# Knowledge Editing Benchmark Evaluation

This notebook performs benchmark evaluation for knowledge editing tasks using CounterFact dataset.

## Algorithms Supported
- ICL (In-Context Learning)
- ROME (WIP)
- MEMIT (WIP)
- Fine-tuning (WIP)


## 1. Setup and Imports


In [1]:
import os
import sys
import json
import time
import random
import torch
from transformers import AutoModelForCausalLM, AutoTokenizer
from datasets import load_dataset

# Add frontend directory to path to import evaluation modules
frontend_dir = os.path.join(os.path.dirname(os.getcwd()), 'frontend')
if os.path.exists(frontend_dir):
    sys.path.insert(0, frontend_dir)
else:
    # If running from root directory
    sys.path.insert(0, 'frontend')

from eval import CounterfactEvaluator, generate_text
from algorithms.icl import ICLAlgorithm




## 2. Configuration


In [2]:
# Model Configuration
MODEL_NAME = "google/gemma-2-2b"  # Change to your desired model
CUDA_VISIBLE_DEVICES = "0"  # GPU device(s) to use

# Generation Parameters
MAX_NEW_TOKENS = 15
TEMPERATURE = 0.7
BATCH_SIZE = 16

# Dataset Configuration
DATASET_NAME = "counterfact"  # Options: counterfact, mquake-cf, wikiupdate
USE_SUBSAMPLING = True  # Use subset of data for faster evaluation
SUBSAMPLING_SIZE = 10  # Number of samples to evaluate
SUBSAMPLING_SEED = 42  # Random seed for subsampling

# Algorithm
ALGORITHM = "icl"  # Options: icl, rome, memit, ft


## 3. Load Model


In [3]:
# Set CUDA devices
os.environ['CUDA_VISIBLE_DEVICES'] = CUDA_VISIBLE_DEVICES

print(f"Loading model: {MODEL_NAME}")
print(f"CUDA_VISIBLE_DEVICES: {os.environ.get('CUDA_VISIBLE_DEVICES', 'Not set')}")

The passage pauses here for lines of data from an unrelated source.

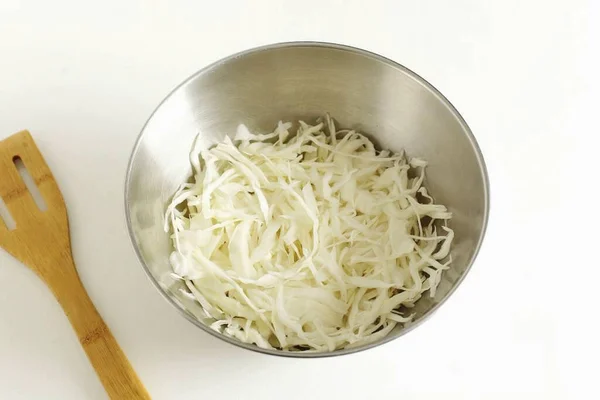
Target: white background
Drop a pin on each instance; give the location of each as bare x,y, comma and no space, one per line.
84,76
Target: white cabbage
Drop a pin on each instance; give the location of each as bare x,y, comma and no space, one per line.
309,242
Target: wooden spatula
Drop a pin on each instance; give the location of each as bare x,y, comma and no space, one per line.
41,241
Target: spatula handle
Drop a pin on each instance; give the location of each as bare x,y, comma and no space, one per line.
109,361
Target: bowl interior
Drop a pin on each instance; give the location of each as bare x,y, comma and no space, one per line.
361,90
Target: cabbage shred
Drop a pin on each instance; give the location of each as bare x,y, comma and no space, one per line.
307,242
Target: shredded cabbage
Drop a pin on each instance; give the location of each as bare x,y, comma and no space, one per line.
306,242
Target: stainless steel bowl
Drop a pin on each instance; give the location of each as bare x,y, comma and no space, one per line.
292,81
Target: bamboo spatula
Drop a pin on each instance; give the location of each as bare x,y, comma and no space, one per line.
41,241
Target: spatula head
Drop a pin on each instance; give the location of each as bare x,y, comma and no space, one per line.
40,236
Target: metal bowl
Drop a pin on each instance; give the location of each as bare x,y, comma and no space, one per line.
300,80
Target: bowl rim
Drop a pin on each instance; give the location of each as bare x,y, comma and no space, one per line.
339,47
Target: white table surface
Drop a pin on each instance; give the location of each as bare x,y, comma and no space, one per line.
84,77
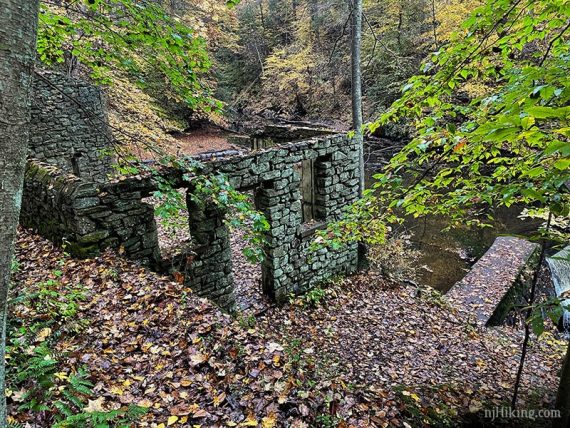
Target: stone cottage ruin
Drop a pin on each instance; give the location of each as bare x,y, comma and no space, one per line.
69,198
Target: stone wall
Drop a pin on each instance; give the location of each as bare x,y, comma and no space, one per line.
289,267
92,216
87,216
69,126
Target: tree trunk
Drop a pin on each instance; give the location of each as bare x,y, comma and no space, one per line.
18,32
357,87
563,396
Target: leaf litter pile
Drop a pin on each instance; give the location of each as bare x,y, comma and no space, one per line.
364,352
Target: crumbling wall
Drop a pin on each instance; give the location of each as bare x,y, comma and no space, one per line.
289,266
68,126
87,216
91,216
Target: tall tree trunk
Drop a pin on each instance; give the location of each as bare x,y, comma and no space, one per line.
357,86
18,32
563,396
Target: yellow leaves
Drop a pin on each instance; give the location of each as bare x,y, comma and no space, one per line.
276,360
219,399
412,395
186,382
251,421
61,375
95,405
43,334
269,421
199,358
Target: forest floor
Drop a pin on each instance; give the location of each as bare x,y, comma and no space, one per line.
361,352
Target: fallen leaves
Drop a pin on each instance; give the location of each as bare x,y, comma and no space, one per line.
189,364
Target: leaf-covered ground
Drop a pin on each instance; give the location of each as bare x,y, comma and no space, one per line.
371,353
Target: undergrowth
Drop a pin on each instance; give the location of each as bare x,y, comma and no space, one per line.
40,386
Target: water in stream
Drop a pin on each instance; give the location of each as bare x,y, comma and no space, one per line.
446,256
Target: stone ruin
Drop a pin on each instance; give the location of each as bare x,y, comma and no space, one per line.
72,203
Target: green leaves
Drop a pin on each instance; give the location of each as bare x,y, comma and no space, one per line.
511,145
129,37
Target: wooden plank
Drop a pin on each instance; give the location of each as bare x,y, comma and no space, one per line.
492,285
559,265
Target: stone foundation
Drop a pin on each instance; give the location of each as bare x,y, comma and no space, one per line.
90,216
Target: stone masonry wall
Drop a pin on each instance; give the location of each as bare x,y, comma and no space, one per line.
289,267
69,126
87,216
93,216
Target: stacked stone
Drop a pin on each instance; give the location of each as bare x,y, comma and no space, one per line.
89,217
289,266
68,127
209,274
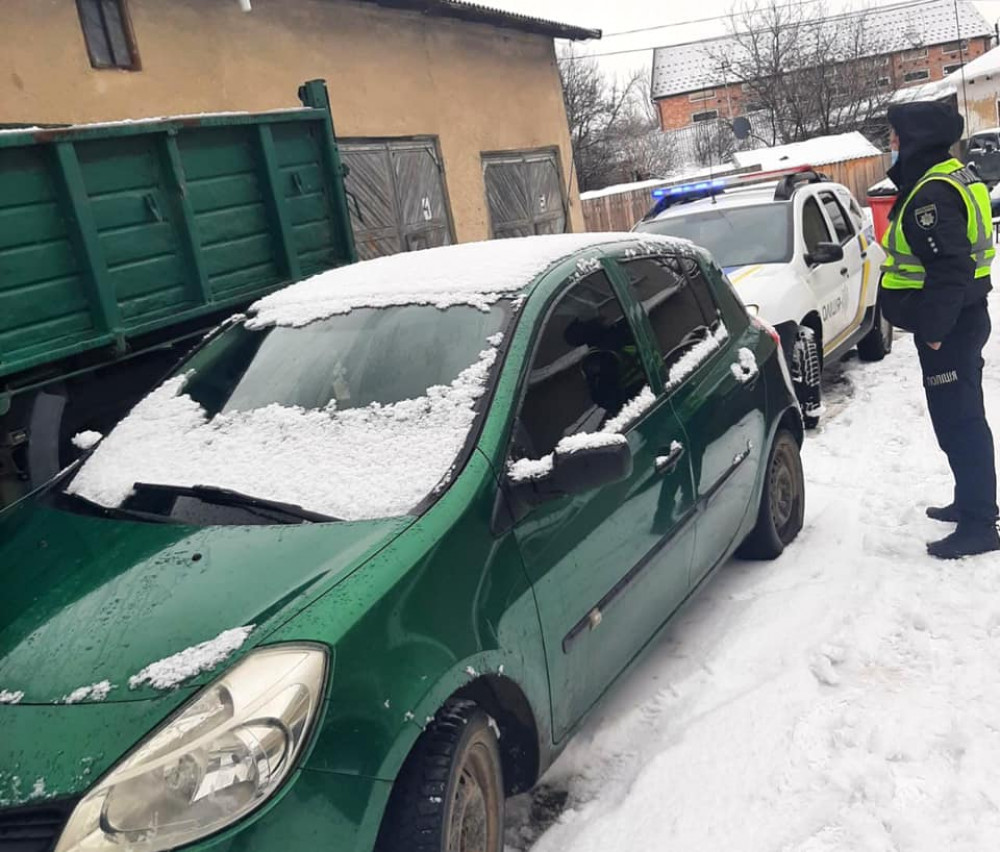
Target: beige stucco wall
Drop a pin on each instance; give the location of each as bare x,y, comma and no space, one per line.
390,73
978,103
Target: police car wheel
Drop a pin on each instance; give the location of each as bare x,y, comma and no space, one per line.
875,345
782,502
807,368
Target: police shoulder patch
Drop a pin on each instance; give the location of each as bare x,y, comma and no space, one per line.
926,216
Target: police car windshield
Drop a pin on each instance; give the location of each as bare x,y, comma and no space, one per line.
736,236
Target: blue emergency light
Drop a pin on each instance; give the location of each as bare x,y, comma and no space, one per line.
688,188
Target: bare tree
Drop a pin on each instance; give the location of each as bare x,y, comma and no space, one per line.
809,73
613,127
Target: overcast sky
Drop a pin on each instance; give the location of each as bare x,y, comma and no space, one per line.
681,17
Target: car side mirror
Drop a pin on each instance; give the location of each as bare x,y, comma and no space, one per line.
825,253
577,471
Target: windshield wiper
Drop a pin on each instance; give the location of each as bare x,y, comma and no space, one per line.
227,497
108,511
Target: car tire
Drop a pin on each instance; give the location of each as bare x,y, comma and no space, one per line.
875,345
782,502
807,369
449,795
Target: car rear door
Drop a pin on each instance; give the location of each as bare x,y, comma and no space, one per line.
721,400
855,262
828,281
608,566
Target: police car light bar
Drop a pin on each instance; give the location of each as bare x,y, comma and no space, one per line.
715,185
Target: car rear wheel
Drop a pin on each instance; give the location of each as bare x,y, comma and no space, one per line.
449,796
782,502
807,370
875,345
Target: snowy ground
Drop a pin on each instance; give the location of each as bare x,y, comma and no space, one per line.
845,697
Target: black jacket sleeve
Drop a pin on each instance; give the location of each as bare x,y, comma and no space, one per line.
935,224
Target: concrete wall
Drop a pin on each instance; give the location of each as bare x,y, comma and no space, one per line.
390,73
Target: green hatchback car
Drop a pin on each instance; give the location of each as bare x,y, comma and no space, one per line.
356,571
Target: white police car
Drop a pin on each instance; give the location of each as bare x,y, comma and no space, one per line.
798,248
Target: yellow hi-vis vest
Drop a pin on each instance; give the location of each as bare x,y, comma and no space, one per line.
902,269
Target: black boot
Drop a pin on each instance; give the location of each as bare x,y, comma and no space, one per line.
948,514
967,540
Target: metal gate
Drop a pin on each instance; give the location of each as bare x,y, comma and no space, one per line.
396,195
525,193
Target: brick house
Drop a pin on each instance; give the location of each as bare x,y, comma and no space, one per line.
923,45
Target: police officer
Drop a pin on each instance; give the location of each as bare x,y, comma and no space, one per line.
934,283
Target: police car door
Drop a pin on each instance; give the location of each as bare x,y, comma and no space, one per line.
828,281
855,261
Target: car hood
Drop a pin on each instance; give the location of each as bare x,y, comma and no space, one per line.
756,284
89,602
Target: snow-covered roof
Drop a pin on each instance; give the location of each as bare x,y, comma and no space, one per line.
981,66
820,151
478,13
474,274
689,67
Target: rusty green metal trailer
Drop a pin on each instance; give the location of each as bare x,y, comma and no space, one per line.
122,243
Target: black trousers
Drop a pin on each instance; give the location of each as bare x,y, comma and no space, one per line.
953,382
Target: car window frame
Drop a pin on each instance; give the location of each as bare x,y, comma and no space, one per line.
662,390
629,306
801,237
832,196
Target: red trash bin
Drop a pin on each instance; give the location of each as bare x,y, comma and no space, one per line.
880,204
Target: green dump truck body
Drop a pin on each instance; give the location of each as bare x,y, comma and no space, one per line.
123,239
110,232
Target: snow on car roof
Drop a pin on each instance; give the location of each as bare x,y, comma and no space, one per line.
752,196
475,274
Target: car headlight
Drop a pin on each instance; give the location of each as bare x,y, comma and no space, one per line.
214,761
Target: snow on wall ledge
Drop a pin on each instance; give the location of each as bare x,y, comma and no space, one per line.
475,274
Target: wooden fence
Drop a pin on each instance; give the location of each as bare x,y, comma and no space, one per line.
619,212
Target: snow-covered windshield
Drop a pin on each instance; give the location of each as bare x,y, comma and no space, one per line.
735,236
358,416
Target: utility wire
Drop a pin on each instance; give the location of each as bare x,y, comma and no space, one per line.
913,4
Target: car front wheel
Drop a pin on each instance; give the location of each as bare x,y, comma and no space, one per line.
782,502
449,796
875,345
807,370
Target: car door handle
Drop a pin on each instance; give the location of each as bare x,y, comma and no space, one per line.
667,463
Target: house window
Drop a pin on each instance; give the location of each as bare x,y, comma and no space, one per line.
524,192
396,195
108,33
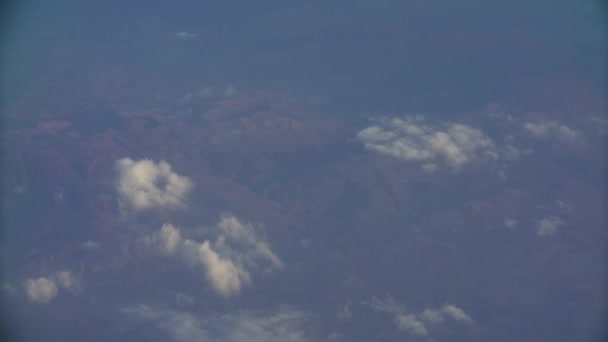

device = "cuda" if torch.cuda.is_available() else "cpu"
print(f"Using device: {device}")

# Load model and tokenizer
tokenizer = AutoTokenizer.from_pretrained(MODEL_NAME, trust_remote_code=True)
model = AutoModelForCausalLM.from_pretrained(
    MODEL_NAME,
    torch_dtype=torch.float16,
    device_map="auto",
    trust_remote_code=True
)

print(f"Model loaded successfully on device: {device}")


Loading model: google/gemma-2-2b
CUDA_VISIBLE_DEVICES: 0
Using device: cuda


`torch_dtype` is deprecated! Use `dtype` instead!
  warn(
2025-12-13 10:06:36.506266: I tensorflow/core/util/port.cc:153] oneDNN custom operations are on. You may see slightly different numerical results due to floating-point round-off errors from different computation orders. To turn them off, set the environment variable `TF_ENABLE_ONEDNN_OPTS=0`.
2025-12-13 10:06:36.520943: E external/local_xla/xla/stream_executor/cuda/cuda_fft.cc:485] Unable to register cuFFT factory: Attempting to register factory for plugin cuFFT when one has already been registered
2025-12-13 10:06:36.539233: E external/local_xla/xla/stream_executor/cuda/cuda_dnn.cc:8454] Unable to register cuDNN factory: Attempting to register factory for plugin cuDNN when one has already been registered
2025-12-13 10:06:36.544690: E external/local_xla/xla/stream_executor/cuda/cuda_blas.cc:1452] Unable to register cuBLAS factory: Attempting to register factory for plugin cuBLAS when one has already been registered
2025-12-13 10

Loading checkpoint shards:   0%|          | 0/3 [00:00<?, ?it/s]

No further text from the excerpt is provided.